Bardzo, ale to bardzo proszę o kciuki. Wiem, że czynią cuda, a ja teraz strasznie potrzebuję w to wierzyć. Mogę na was liczyć? Jestem w totalnej rozsypce póki co. 🙁
Kciuki moooocno zaciśnięte - trzymajcie się :kwiatek:
flygirl ja też mocno trzymam kciuki !!!!!!!!!
Mam problem z koleżanką, chce kupić świnkę morską i kupiła dla niej klatkę jak dla chomika z pięterkiem i drabinką (metalowe, drabinka ustawiona pod ostrym kątem) klatka o długości 58 cm wysokości 55 cm a szerokość 38 cm. Wiem że dla świnki to nie są odpowiednie warunki, ale ona twierdzi że jej koleżanka trzymała w takiej klatce dwie i żyły co prawda nie za długo. Jakich argumentów mogę użyć żeby wybić jej świnkę z głowy bądź chociaż może wymusić na niej zmianę klatki? Nie chciałabym żeby się męczyła 🙁 klatka wygląda tak

.
Kami, Dyra dziękuję wam bardzo. Właśnie stanęłam przed najtrudniejszą decyzją w moim życiu. Uśpić czy robić badania, szukać przyczyn i w miarę możliwości leczyć, co nie daje 100% pewności. Do soboty wszystko się okaże. 🙁
bajaderka-zorro może powiedz jej, że jak świnka będzie mała to będzie dobrze, ale jak podrośnie to nie będzie się mogła ruszyc w tej małej klatce, więc wtedy i tak będzie musiała kupic nową klatkę odpowiednią dla świnki morskiej albo będzie patrzyła jak zwierzątko się męczy i zdycha. Może zapytaj się jej też, czy wie dlaczego świnki koleżanki nie żyły za długo, i czy jest pewna,że to nie przez brak warunków. Możesz też zajśc z nią do zoologicznego i zapytac się tam o klatkę odpowiednią dla świnki. Może jak usłyszy od kogoś kto się zna to wtedy zmieni zdanie 🙂
Flygirl jeśli zwierzak ma cierpieć, znosić ból i stresować się w trakcie badań to mimo tego, że bardzo go kochasz ja bym podjęła tą trudną decyzję 🙁 Ale trzymam mocno kciuki, żeby się udało wyjść cało z opresji :kwiatek:
Na razie jej nie boli, odczuwa 'tylko' dyskomfort. Co do stresu, to to jest totalnie bezstresowe podczas badań, także póki co nie istnieje dla mnie opcja uśpienie.

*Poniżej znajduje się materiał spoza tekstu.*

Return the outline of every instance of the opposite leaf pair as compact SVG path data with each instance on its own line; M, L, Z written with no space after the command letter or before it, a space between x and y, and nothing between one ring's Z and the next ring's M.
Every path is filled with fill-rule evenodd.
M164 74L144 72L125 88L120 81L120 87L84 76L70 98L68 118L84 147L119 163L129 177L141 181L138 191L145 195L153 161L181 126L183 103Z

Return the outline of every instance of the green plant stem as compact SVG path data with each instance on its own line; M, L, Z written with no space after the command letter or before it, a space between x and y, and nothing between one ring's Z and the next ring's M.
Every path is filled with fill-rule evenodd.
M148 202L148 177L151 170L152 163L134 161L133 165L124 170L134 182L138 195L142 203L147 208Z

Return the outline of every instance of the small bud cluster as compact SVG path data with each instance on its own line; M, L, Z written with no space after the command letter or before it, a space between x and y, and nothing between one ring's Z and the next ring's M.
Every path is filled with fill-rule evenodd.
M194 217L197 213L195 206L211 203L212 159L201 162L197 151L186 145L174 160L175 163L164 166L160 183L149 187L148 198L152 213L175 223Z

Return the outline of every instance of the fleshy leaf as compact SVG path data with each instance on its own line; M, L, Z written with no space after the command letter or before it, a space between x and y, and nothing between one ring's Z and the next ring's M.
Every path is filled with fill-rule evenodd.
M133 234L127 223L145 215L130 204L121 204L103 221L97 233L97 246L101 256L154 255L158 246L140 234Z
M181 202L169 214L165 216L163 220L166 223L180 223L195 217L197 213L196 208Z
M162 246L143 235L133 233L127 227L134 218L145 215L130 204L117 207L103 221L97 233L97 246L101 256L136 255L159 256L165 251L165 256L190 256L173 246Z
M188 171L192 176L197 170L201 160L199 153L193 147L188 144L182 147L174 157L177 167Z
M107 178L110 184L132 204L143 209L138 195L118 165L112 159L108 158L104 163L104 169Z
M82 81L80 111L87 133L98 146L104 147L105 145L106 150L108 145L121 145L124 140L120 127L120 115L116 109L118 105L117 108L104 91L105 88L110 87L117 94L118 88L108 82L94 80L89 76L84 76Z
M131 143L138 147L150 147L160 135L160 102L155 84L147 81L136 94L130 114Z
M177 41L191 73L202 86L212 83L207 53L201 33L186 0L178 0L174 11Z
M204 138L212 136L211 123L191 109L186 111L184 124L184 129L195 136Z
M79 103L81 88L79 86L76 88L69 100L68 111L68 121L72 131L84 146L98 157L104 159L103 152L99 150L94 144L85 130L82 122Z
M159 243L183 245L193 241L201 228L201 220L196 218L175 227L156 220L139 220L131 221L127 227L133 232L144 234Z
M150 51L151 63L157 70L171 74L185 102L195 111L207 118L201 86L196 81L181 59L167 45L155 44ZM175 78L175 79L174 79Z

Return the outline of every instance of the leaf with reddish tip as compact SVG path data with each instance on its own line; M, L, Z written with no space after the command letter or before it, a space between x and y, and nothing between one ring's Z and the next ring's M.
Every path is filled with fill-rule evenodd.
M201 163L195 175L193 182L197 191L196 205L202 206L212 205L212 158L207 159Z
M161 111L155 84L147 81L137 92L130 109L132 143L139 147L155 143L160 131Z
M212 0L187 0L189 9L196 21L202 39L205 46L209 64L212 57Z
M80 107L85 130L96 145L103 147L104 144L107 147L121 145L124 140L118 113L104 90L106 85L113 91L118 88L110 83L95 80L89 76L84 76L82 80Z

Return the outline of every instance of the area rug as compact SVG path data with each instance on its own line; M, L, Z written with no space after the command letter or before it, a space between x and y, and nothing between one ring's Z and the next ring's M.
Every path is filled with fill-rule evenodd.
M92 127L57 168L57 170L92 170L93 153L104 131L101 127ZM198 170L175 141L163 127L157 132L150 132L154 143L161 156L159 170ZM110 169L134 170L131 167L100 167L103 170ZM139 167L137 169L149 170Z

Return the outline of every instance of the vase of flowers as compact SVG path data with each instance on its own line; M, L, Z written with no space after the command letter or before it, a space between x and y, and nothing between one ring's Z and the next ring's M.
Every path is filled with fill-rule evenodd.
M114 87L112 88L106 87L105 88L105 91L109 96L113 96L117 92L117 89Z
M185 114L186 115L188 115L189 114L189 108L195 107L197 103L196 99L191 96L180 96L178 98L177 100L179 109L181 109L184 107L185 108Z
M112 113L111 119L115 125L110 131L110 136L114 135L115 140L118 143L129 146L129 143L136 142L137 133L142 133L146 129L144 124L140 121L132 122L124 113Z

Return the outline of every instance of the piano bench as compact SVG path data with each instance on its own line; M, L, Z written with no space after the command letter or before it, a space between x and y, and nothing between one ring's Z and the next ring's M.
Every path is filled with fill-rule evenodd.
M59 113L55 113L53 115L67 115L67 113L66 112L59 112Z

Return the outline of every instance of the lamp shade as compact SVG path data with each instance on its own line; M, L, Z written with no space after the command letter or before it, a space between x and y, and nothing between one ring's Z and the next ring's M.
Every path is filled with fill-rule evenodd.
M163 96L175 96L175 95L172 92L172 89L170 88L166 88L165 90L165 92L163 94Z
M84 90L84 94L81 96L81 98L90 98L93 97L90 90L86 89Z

To jak nie boli to walczcie 🏇
Przeklejam ze "Zwierzaki do adopcji", bo wydaje mi się, że nie każdy króliczy fan tam zagląda 😉 Jeśli to błąd, proszę o usunięcie.
CZESŁAWA SZUKA DOMU!
Sosnowiec, woj.śląskie
Do oddania 1,5 roczna, czarno-biała samica królika o imieniu Czesia. Czesia jest łagodna, oswojona, korzysta z kuwety, aczkolwiek zdarza jej się jeszcze załatwić poza nią. Czesława jest sporym królikiem, waży ok.4kg. Nie była sterylizowana, ani szczepiona. Do oddania z klatką, kuwetą, miseczką oraz poidełkiem. Karmiona głownie sianem, ziołami i zieleniną( warzywa oraz owoce) oraz karmami firmy versele laga. Nie sprawia kłopotu, jest wesoła i przyjacielska, sama szuka kontaktu z człowiekiem, ale nie lubi być brana na ręce.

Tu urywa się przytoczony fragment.